A onda de lama que percorreu cerca de 700 quilômetros, durante 17 dias, chegou à costa do Espírito Santo em uma área de proteção ambiental usada para desova de tartarugas-marinhas, incluindo a tartaruga-de-couro, uma espécie ameaçada de extinção
A lama atingiu 39 cidades de Minas Gerais e do Espírito Santo, deixando problemas variados em muitas delas: Mariana, Barra Longa, Sem Peixe, Rio Doce, Santa Cruz do Escalvado, Rio Casca, São Domingos da Prata, São José do Goiabal, São Pedro dos Ferros, Dionísio, Raul Soares, Córrego Novo, Pingo D´Água, Marileia, Bom Jesus do Galho, Caratinga, Timóteo, Santana do Paraíso, Bugre, Iapu, Coronel Fabriciano, Ipaba, Ipatinga, Belo Oriente, Naque, Periquito, Sobrália, Fernandes Tourinho, Alpercata, Governador Valadares, Tumiritinga, Galileia, Conselheiro Pena, Resplendor, Itueta, Aimorés, Baixo Guandu, Colatina e Linhares.
Regência, Linhares – ES
Para tentar impedir que a lama ficasse represada em Regência, a Samarco, a prefeitura, o Tamar e os pescadores locais cavaram canais entre o rio e o mar para facilitar o escoamento ao mar. Além disso foram instalados 9 quilômetros de boias com barreiras físicas próximo à foz, para impedir que a lama se acumulasse nas margens e prejudicasse criadouros de diversas espécies.
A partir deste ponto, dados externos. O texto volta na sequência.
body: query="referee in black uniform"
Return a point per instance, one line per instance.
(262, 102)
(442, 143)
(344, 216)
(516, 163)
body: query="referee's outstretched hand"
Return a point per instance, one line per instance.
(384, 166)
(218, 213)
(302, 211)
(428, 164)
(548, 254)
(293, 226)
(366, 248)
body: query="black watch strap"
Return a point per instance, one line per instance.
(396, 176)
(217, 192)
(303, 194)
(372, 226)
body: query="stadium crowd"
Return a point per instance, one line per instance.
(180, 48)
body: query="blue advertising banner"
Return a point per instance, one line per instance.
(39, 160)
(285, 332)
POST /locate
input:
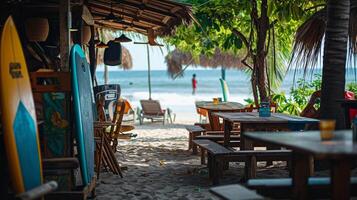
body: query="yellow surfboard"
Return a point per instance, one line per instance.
(18, 113)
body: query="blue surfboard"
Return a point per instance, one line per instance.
(83, 111)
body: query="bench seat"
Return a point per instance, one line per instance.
(235, 192)
(193, 131)
(319, 187)
(218, 155)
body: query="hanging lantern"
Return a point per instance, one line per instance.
(122, 38)
(101, 45)
(86, 35)
(37, 29)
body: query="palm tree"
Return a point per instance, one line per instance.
(334, 60)
(339, 29)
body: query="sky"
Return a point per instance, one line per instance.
(139, 55)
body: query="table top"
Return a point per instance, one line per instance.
(253, 117)
(310, 142)
(221, 106)
(347, 102)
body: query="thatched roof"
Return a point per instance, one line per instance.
(175, 59)
(161, 16)
(126, 59)
(139, 16)
(309, 38)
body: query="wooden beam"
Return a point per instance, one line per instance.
(147, 7)
(122, 26)
(65, 25)
(100, 8)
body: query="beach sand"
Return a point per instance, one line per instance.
(161, 167)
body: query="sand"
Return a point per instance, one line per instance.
(161, 167)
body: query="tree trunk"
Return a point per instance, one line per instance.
(260, 62)
(335, 49)
(106, 75)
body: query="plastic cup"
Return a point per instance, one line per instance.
(215, 101)
(326, 129)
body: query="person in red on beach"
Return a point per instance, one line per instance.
(194, 84)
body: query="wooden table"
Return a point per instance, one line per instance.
(220, 107)
(252, 121)
(340, 151)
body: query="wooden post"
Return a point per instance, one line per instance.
(92, 54)
(65, 25)
(149, 70)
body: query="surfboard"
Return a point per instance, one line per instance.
(225, 90)
(83, 111)
(18, 114)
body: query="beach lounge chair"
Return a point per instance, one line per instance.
(203, 113)
(225, 89)
(151, 109)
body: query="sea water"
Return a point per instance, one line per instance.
(177, 93)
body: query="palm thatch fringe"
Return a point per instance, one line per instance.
(309, 38)
(176, 59)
A água com elevada turbidez ultrapassou as bóias de contenção da barreira de 9 km instalada na Foz do Rio Doce. Segundo a Secretaria de Estado de Meio Ambiente, isso já era esperado, porque as bóias são para conter óleo e não lama. Entretanto, a Samarco informou que o esperado com a instalação é isolar a fauna e a flora que vivem no entorno, mas que as bóias conseguiram também conter a parte mais grossa da lama.
A região litorânea do Espírito Santo é local de grande biodiversidade, responsável por filtrar 15% do gás carbônico do planeta. “Temos ali o maior banco de algas, calcário e corais do mundo”, diz diretor da Estação Augusto Ruschi, acrescentando que, se o ecossistema morrer, pode haver significativo aumento na temperatura do planeta.
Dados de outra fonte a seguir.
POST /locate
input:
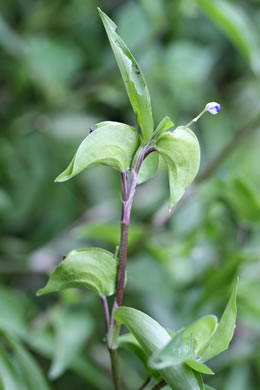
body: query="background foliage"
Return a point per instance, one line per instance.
(58, 78)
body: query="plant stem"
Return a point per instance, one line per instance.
(106, 312)
(128, 190)
(115, 368)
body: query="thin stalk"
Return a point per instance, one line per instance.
(128, 190)
(106, 312)
(115, 368)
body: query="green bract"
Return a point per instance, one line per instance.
(94, 269)
(135, 84)
(111, 143)
(152, 337)
(149, 167)
(181, 152)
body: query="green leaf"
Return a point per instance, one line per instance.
(181, 152)
(179, 350)
(220, 340)
(235, 24)
(8, 374)
(149, 167)
(110, 233)
(73, 328)
(112, 143)
(165, 124)
(31, 371)
(196, 365)
(175, 352)
(92, 268)
(129, 342)
(135, 84)
(201, 331)
(152, 336)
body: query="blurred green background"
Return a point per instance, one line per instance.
(58, 77)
Segundo informações do jornal Folha de S. Paulo, o mar agitado da praia da Regência criou uma barreira deixando a lama estancada na foz do Rio Doce. Centenas de peixes cobertos de barro morreram.
Baixo Guandú – ES
Na rota da lama, Baixo Guandu é exceção. A cidade de pouco mais de 30 mil habitantes conseguiu evitar o desabastecimento de água após a realização de uma obra emergencial em apenas quatro dias. A intervenção teve a participação de dezenas de moradores voluntários, que trabalharam quase ininterruptamente entre os dias 11 e 15 para construir um sistema provisório de captação no rio Guandu.
Aimorés – MG
A Lama de rejeitos chegou à barragem de Itueta Velha, em Aimorés, por baixo do espelho d’água. Devido aos resíduos de metais pesados, a lama veio pelo fundo da barragem e na segunda-feira pela manhã, na abertura das comportas, ela emergiu.
Resplendor – MG
Entre os Krenak, o rio Doce é considerado um avó sábio, chamado por eles de Uatu. Se para os brasileiros a tragédia provocada pelo rompimento das barragens na região de Mariana doí, não podemos imaginar a ferida aberta desse povo cuja história e vida se embrenha com a do rio.
Tida como sagrada há gerações, toda a água utilizada por 350 índios para consumo, banho e limpeza vinha do Rio Doce, que atravessa a reserva da tribo indígena Krenak. Sem água há mais de uma semana, sujos e com sede, eles decidiram interromper em protesto a Estrada de Ferro Vitória-Minas, por onde a Vale, controladora da Samarco e da ferrovia, transporta seus minérios para exportação.
Governador Valadares – MG
O Governador Fernando Pimentel anunciou, no sábado dia 14, a retomada da captação de água do Rio Doce em Governador Valadares. Segundo a Copasa, a água, depois de submetida a uma reação com o polímero coagulante chamado “acácia negra”, tem condições de potabilidade para ser submetida ao tratamento normal das estações que atendem a cidade. A prefeitura de Baixo Guandú havia divulgado, no dia 12, um relatório de análise da água do Rio Doce na altura de Governador Valadares e de outros dois pontos distintos.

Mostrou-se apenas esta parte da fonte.